Deutsche Lufthansa AG ((DLAKY)) has held its Q1 earnings call. Read on for the main highlights of the call.
The recent earnings call for Deutsche Lufthansa AG painted a picture of robust operational performance and revenue growth, albeit amidst some challenges. The sentiment was largely positive, driven by strong sales and strategic investments in staff and fleet renewal. However, the company is also facing cost pressures and uncertainties in third-quarter bookings, which tempered the overall optimism.
Record Sales and Revenue Growth
Lufthansa achieved a milestone by recording sales exceeding EUR 8 billion for the first time, marking a 10% growth in the first quarter. This achievement underscores the company’s strong market position and its ability to capitalize on increased demand.
Operational Excellence and Staff Investment
The airline reached its highest operational performance levels in a decade, focusing on regularity and punctuality. Significant investments were made in recruiting, training, and qualifying additional operational staff, which is expected to sustain this excellence.
Strong Demand and Capacity Increase
Lufthansa increased its capacity by 5% compared to the same quarter last year, with improved passenger load factors. Notably, North Atlantic passenger numbers rose by over 7%, reflecting strong demand in this key market.
Lufthansa Technik and Cargo Performance
Lufthansa Technik saw a 14% revenue growth, reaching EUR 2 billion, while Lufthansa Cargo achieved an adjusted EBIT of EUR 62 million. Both divisions benefited from high volume growth and improved yields, contributing significantly to the group’s overall performance.

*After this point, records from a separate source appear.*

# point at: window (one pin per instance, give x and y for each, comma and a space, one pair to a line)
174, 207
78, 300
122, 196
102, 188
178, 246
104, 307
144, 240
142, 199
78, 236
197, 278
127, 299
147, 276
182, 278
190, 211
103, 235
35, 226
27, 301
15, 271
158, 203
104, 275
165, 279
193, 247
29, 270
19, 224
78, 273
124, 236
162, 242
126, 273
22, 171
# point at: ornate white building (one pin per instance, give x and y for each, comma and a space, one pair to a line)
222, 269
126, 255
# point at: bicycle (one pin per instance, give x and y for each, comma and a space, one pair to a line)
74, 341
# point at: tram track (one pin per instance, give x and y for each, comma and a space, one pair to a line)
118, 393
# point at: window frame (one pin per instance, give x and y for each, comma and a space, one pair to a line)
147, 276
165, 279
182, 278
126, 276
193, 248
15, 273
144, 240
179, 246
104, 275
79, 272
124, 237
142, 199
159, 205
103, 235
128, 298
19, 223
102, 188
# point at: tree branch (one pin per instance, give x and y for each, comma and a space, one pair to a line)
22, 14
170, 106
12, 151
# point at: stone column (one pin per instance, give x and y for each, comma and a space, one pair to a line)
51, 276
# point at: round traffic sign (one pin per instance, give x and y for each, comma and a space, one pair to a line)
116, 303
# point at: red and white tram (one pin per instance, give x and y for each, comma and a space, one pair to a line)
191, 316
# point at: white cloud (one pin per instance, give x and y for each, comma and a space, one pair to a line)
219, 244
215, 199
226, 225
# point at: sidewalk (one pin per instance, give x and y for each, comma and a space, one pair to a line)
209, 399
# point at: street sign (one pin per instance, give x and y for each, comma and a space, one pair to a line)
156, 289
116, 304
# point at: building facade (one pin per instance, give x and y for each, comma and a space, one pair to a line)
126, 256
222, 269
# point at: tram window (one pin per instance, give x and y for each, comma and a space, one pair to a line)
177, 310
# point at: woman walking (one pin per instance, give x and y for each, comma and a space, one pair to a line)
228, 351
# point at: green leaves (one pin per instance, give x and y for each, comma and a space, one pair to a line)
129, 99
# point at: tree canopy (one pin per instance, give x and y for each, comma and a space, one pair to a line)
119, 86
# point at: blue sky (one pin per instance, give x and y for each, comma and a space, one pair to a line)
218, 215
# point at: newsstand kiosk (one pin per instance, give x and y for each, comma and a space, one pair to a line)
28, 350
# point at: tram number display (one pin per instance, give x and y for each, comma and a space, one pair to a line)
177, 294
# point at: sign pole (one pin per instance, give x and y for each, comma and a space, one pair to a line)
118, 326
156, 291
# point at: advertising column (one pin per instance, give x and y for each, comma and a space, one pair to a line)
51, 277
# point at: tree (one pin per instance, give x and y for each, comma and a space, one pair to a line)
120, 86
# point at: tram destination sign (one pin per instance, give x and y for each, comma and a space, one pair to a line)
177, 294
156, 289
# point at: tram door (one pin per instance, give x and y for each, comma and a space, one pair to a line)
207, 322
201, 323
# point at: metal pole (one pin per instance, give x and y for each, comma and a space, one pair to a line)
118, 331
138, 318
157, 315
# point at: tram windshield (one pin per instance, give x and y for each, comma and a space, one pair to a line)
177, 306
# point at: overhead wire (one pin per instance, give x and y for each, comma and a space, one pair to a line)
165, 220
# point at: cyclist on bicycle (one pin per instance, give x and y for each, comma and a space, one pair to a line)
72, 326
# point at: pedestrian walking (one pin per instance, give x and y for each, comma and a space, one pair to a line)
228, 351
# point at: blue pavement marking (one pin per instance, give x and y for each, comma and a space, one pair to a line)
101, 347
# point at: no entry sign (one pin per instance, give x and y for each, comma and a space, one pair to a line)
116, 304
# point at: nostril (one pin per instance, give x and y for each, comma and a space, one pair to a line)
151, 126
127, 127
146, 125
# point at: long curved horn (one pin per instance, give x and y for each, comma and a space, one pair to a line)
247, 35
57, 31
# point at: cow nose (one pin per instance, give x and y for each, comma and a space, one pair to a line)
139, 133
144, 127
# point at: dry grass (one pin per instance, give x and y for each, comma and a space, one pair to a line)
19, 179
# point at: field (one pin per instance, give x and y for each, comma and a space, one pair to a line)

Positive Cash Flow and Liquidity
The company reported an adjusted free cash flow of EUR 835 million, well above last year’s level, and an increase in total liquidity by approximately EUR 350 million, highlighting its strong financial health.
Impact of Cost Increases
Despite the positive financial metrics, Lufthansa faced rising costs, with material expenses excluding fuel up by almost 16% and personnel expenses growing by 5%. These cost pressures are a concern for the company’s financial stability.
Third Quarter Booking Uncertainty
The company noted early signs of booking softness for the third quarter, especially for U.S. destinations in lower fare classes, which could impact future revenue.
Adjusted EBIT Loss and Tax Impact
Lufthansa reported a negative adjusted EBIT of EUR 722 million, with net income below last year’s level due to a temporary tax accounting effect, indicating areas for improvement.
Strikes and Inflation Effects
Strikes at German airports added approximately EUR 30 million in extra costs, while general cost inflation contributed an additional EUR 280 million in expenses, further straining the financial outlook.
Forward-Looking Guidance
Looking ahead, Lufthansa is optimistic about maintaining its positive trend through the first half of the year. The company plans to continue focusing on strategic initiatives to enhance resilience and operational performance. While pre-booking levels for the second quarter are promising, the company is prepared to adjust growth plans if necessary, having already reduced winter growth expectations.
In conclusion, Deutsche Lufthansa AG’s earnings call reflected a strong operational performance and revenue growth, supported by strategic investments and robust demand. However, challenges such as rising costs and booking uncertainties remain. The company is optimistic about the future, with plans to enhance resilience and operational performance, ensuring it remains a key player in the aviation industry.